Short story By: donkylemore
Classics


a very personal reflection


Submitted:Nov 23, 2011    Reads: 28    Comments: 2    Likes: 3   


The day I called to my uncle in the family home the wind blew in gusts from the Cliffs of Moher He met me at the gate , and the breeze blew his long grey hair giving him the aspect of a mystic in the gale
He stood beside as I parked he inspected my second hand Jaguar and tapped it 's flanks with his stick , poked its undercarriage as if he were examining a beast at the fair.
- Nice to have the best trap in the parish.- My father always had the best '' - It had met with his approval .We made our way into the kitchen where a robin followed us in twitching furtive hops and perched jauntily on my uncle's head as he sat down.
" Take no notice of him'' - he said dismissively
''He saw the car was gone this morning . Gertie's gone to Dublin'' he said by way of explanation and turned his head smartly to the right , but the birds perch was firm and he remained unperturbed , gazing at me with quirk spasmodic quivers of head as if sizing me up.
My uncle ignored him and he talked of things which had happened since he saw me last .
"-When you went away , you know " he said. ."Well I often thought .... You never know it might be the last time I'd see him , Like when Jimmy and PJ went to the war . You just never know .'' .
He had thought that many times. But never mentioned having said a prayer like so many of his with age who grew more pious with the fleeting years and their own mortality itself .He shook his hand in the manner of a conductor, well rehearsed, ; a graceful sweep , so reminiscent of my father and my deceased uncle , and my grandfather who all had this same exact mannerism .
He went to the cupboard , took something down and clasped it in his fist while he continued to talk of the ancient tribe we'd all come from. Then he threw crusts of bread on the flag stone floor and the robin studied these before nimbly popping down .
|"- now ''
And I asked him about the bird ; looked in amazement at the casual relationship between man and bird What wisdom did beat in its tiny heart . What urgings made him seek companionship in this gentle old man . What innocence beneath the red breast ,drew him to this room ,year after year ; faithful to his solitary companion ; fearless distrustful only of those he sensed antipathy somehow from his host .
"He's very brave now "- my uncle said bending to the little bird.
" Isn't he the brave little fellow entirely , but wait till Gertie gets home - you'll see his bravado then -'' he talked in a slow , half mockingly to the little bird who seemed to look a little defiantly at once then with curiosity at the slow undulating ponderous pitch of people who talk beyond the guest or walls . And there was a a world , I was without. Never could I be in this hallowed place between bird and man .
My uncle was not a drinking man . None of them were except my father.
- you'll have to have a drink he said. In honour of the occasion … it isn't often '' .. He said trailing out to the front room . I could hear him say ; '' there's gin and whiskey and Port. Whiskey Is the mans drink he said returning to the kitchen and getting a glass from the cupboard
Your father drank whiskey - he said filling the pint glass half full.
He was not a drinking man . But he could be as hospitable as one taking no moral position on his abstinence .It never interested me ,He told me . I tried it once but I couldn't stand the taste..
It was a July afternoon and the sun beat down with unusual intensity .With the back door and front door open a cool breeze flowed through the house and I could sense the smell of the Atlantic across the fields. Not a time for drinking whiskey but for open fields and wild skies and the slated walls of Clare which stood crookedly dividing fields
And I thought of the frowned land and the many hands which put the plough to this soil, through times of hardship through the cilvil war .
What histories of these people held here in this furrows. The history of all my clan , and I saw in the weathered lined on my uncle's face an image of their toil ; fervent determined beyond prayer or sanctity ; without pride or piety . Men who struggled in quite patience of their ways. With gulls and other birds following the plough shears as the soil opened once more for growing in the Spring . When the clay was turned and some souls trembled in the clay in the graveyard above the village where my grandfather was buried , but not my grandmother. She was buried with her people some few miles away .

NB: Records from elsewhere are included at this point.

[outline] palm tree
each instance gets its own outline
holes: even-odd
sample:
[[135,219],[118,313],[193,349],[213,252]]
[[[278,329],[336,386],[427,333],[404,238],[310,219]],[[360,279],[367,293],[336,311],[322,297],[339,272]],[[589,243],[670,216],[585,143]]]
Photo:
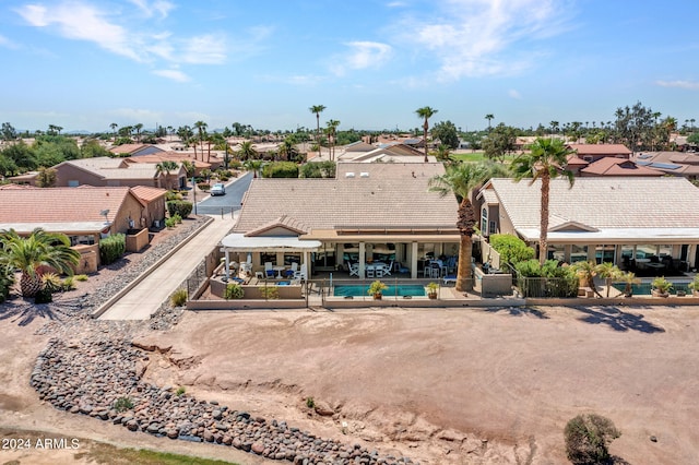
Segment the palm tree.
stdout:
[[171,186],[171,182],[169,177],[170,177],[170,171],[175,171],[178,168],[178,165],[176,162],[173,162],[170,159],[166,159],[164,162],[158,163],[157,165],[155,165],[155,174],[157,176],[162,175],[163,172],[165,172],[165,188],[169,189]]
[[437,112],[436,109],[430,107],[423,107],[415,110],[418,117],[424,118],[425,122],[423,123],[423,142],[425,142],[425,163],[429,162],[427,158],[427,130],[429,129],[428,120]]
[[574,182],[572,171],[565,169],[568,155],[574,151],[564,145],[559,139],[537,138],[530,146],[530,153],[520,155],[510,166],[516,181],[530,179],[530,186],[537,179],[542,181],[541,230],[538,236],[538,262],[543,265],[548,250],[548,194],[552,178],[566,176],[570,187]]
[[254,150],[251,141],[244,141],[240,144],[240,148],[236,152],[236,155],[238,155],[238,158],[241,162],[246,162],[248,159],[256,158],[258,156],[258,151]]
[[485,116],[485,119],[487,119],[487,120],[488,120],[488,132],[490,132],[490,120],[491,120],[493,118],[495,118],[495,116],[494,116],[493,114],[487,114],[487,115]]
[[313,105],[309,108],[310,112],[316,115],[316,143],[318,144],[318,155],[320,155],[320,114],[322,114],[324,109],[324,105]]
[[450,165],[441,176],[429,180],[429,191],[439,192],[441,196],[450,193],[459,201],[457,227],[459,228],[459,266],[457,270],[457,290],[467,290],[473,286],[471,276],[471,255],[473,253],[472,237],[478,215],[471,203],[471,191],[497,176],[502,169],[491,162],[459,163]]
[[[206,124],[204,121],[197,121],[194,123],[194,128],[199,131],[199,147],[201,152],[201,160],[204,160],[204,134],[206,134]],[[194,154],[194,159],[197,159],[197,154]]]
[[80,263],[80,252],[70,248],[68,236],[42,228],[34,229],[28,237],[21,237],[14,229],[2,230],[0,245],[0,263],[22,274],[20,289],[24,297],[42,290],[42,267],[73,274],[72,266]]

We walked out through the now yellowing meadows ; the high field where I once walked with my father and he felled a goose from a skeen rising like a clamorous cloud from the crisp stubble ; another winter many years ago.
We walked to the low field where my grandfather kept a bull and as a child I had wandered into the field ,and to their terror the bull began to charge .
''- And you stood there looking at him - By God Jimmy was petrified . He nearly got the gun. But if that bull had touched you , he'd have laid him with two barrels'' - my uncle said ; a quick wry smile ; then a flicker of the head to shake the cobwebs of memory form blocking this one time now together .

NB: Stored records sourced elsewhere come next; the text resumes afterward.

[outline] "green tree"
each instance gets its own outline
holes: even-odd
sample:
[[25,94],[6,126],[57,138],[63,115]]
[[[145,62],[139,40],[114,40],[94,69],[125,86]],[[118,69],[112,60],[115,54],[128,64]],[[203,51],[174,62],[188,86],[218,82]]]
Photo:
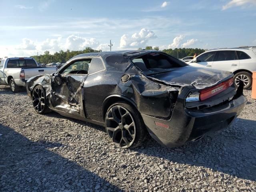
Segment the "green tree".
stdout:
[[153,48],[152,48],[152,46],[147,46],[146,47],[145,49],[146,50],[153,50]]
[[158,46],[156,46],[156,47],[154,47],[153,49],[153,50],[156,50],[156,51],[159,51],[159,47],[158,47]]

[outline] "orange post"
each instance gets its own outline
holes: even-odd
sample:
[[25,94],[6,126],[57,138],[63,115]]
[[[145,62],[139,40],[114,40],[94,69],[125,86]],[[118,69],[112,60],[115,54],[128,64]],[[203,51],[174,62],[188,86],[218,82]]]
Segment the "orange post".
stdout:
[[252,98],[256,99],[256,71],[252,72]]

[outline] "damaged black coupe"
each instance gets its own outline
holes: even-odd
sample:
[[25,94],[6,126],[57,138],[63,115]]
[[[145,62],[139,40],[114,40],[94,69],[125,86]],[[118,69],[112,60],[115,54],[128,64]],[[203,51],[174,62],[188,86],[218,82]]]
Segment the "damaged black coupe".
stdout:
[[105,126],[122,148],[141,144],[148,133],[178,146],[228,127],[246,99],[228,72],[198,68],[164,52],[123,51],[82,54],[55,74],[30,79],[36,111]]

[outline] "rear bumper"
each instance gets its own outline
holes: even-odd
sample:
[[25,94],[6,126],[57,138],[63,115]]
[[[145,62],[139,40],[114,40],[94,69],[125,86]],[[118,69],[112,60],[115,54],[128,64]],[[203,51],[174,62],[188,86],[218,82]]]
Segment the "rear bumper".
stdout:
[[[186,108],[182,100],[178,98],[169,120],[143,114],[142,116],[153,138],[164,146],[177,147],[208,132],[228,127],[238,116],[247,100],[242,94],[235,97],[236,98],[223,105],[199,110]],[[156,122],[166,125],[166,127],[156,126]]]

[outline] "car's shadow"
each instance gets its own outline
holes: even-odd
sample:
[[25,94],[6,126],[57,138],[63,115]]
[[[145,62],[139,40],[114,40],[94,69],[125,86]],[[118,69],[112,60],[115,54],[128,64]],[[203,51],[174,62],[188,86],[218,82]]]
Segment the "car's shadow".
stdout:
[[[86,124],[99,131],[105,131],[103,127],[64,117],[54,112],[46,115],[69,119],[80,125]],[[212,134],[196,142],[189,142],[179,148],[162,146],[149,137],[142,148],[132,150],[174,163],[210,168],[256,181],[256,121],[238,118],[234,124],[229,129]],[[245,128],[246,132],[244,131]],[[247,134],[249,132],[252,133],[251,139]]]
[[[6,92],[10,92],[8,91]],[[56,112],[46,115],[69,119],[81,125],[85,124],[105,131],[103,127],[64,117]],[[256,121],[238,118],[231,128],[221,131],[219,134],[206,137],[197,142],[189,142],[180,148],[166,148],[150,138],[142,147],[132,150],[169,162],[208,168],[256,181]]]
[[209,168],[256,181],[256,121],[238,118],[234,124],[229,129],[179,148],[162,147],[150,139],[144,148],[134,150],[174,163]]
[[62,144],[34,142],[0,124],[0,134],[1,191],[90,191],[98,185],[106,191],[123,191],[86,165],[54,153],[54,148],[67,148]]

But it was a memory too high for my then thoughts as a child ,whose imagination saw no higher than the tall grass, and saw no fear among the frogs , and beetles and a the rapture of a haystack in the summer sun .
On my fourth birthday he made me a wheel barrow ; and I remember how to my eyes it was a thing of such beauty ; majestic in the way only a poet could fashion wood ; each dowel so precise ; a thing of such elegance that I would forever measure every piece of furniture against it for exactitude and artistic expression ; the pink-red grain of the pine sweeping in curves like waves on the shore ; the small wheel with a rim of steel .
It had been made from a tree that he'd felled from the front of the house , the only habitat in the valley to have trees around it .
I remember the sound of its steel rimmed wheel rattle on the flags of the cattle barn , the statement of purpose in the subtlety of its handles which my hands could hold with such ease ; it was like an animal ; alive , waiting to be led to its place of purpose in the yard . When we took it home my father said we'd have to creosote it against rot. And I saw the tar seep into the elegant waves , and thought it a violation of some kind . Did it have to endure this ? Like an ointment on an open wound ? . But it was further violated when he painted it a vivid red ; every part now powdered like a mask , the grain hidden under this false façade .

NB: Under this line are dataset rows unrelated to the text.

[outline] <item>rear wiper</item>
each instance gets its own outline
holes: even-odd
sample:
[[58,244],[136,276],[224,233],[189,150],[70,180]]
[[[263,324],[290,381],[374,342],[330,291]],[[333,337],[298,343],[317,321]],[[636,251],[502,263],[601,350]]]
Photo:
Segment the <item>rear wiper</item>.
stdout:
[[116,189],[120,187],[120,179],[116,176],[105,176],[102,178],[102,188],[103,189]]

The last time I saw him he'd been taken suddenly ill and was in hospital. He'd had a heart attack and had spent 2 days in coronary care , and now he was in a ward . He'd lost his ''spirit '' they said vaguely ; A sinister thing to suggest

And the last movement was the slow laconic enfeebled sweep of the arm ; the gesture he inherited and was buried in his genes ; so like his brothers. A gesture of half benediction part valediction , a blessing and farewell , but this time with a finality . He'd changed Lost his spirit was neither a clinical nor a layman's description . He had not so much lost but was resigning. His fight back would be too overwhelming ; too high a hill to climb.
He went peacefully they said and was dead by the time we got back home .


That last day we spent walking the land I remembered all these things ; the vivid fury on the squalling turkeys neck ; why she had such hatred like some old people who cant abide children ; and a goose which frightened everything before it ; hunches ; wings aflare with a hiss of such vicious aggression I'd never seen before and terrified me to the bone .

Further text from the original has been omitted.